O texto que acabamos de ler, é muito mais do que um detalhe geográfico. Ele é uma ponte entre o que já aconteceu ao que está prestes a acontecer.

Não foi um decreto, nem um evento político. Não foi uma tragédia, nem uma festa pública. O que parou Genesaré foi a presença de Jesus, e a fé de um povo que só queria tocar na orla da Sua veste.

Genesaré não é apenas um ponto no mapa. E, como sempre digo, ao ler um texto, precisamos ler todo o contexto. Por isso, antes de pisarmos nas areias de Genesaré, vamos voltar e ver o que aconteceu antes.

O capítulo começa na Galileia, sob o governo de Herodes Antipas, um homem influente, refém da opinião pública. Que vive com medo de “perder seguidores no Instagram”. Um medo tão grande que, no banquete que ele mesmo ofereceu, mandou decapitar João Batista. Em um tempo em que falar em arrependimento ou no Reino de Deus era pôr em risco a própria vida.

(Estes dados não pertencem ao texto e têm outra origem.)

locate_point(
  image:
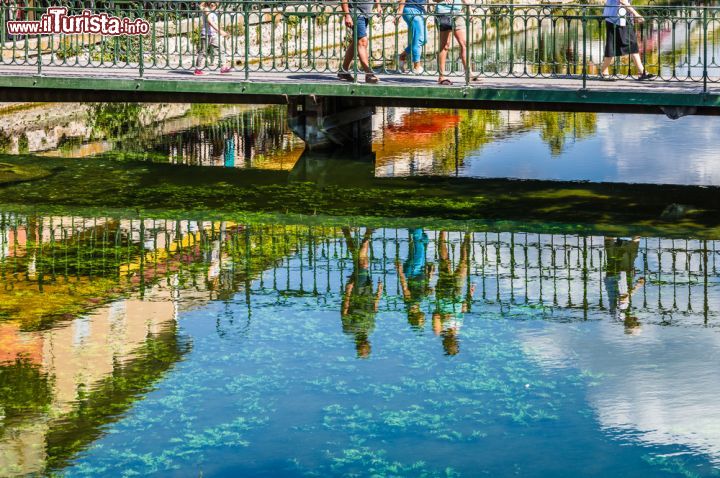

É nesse contexto que Jesus, abalado pela morte de João, se retira com os discípulos. Mas a solidão não dura: multidões famintas e enfermas O seguem ao deserto. Ali, Ele alimenta milhares com cinco pães e dois peixes, e ainda sobra.

Na madrugada do dia seguinte, o Mar da Galileia é agitado pelos ventos fortes. Jesus caminha sobre as águas, resgata Pedro e acalma a tempestade.

No barco, todos declaram: “Verdadeiramente, Tu és o Filho de Deus”.

E aí chegamos ao versículo 34, a ponte para a próxima cena.

Ao amanhecer, eles chegam a Genesaré, terra de pescadores, e comerciantes, onde qualquer notícia corre rápido. E a notícia correu: “Jesus chegou!”

Quando Jesus pisa em Genesaré, Ele ainda está dentro do território governado por Herodes Antipas — o mesmo que havia mandado matar João Batista.

De todos os lados, enfermos são trazidos, pedindo apenas para tocar a orla de Sua veste. E todos os que tocam são curados.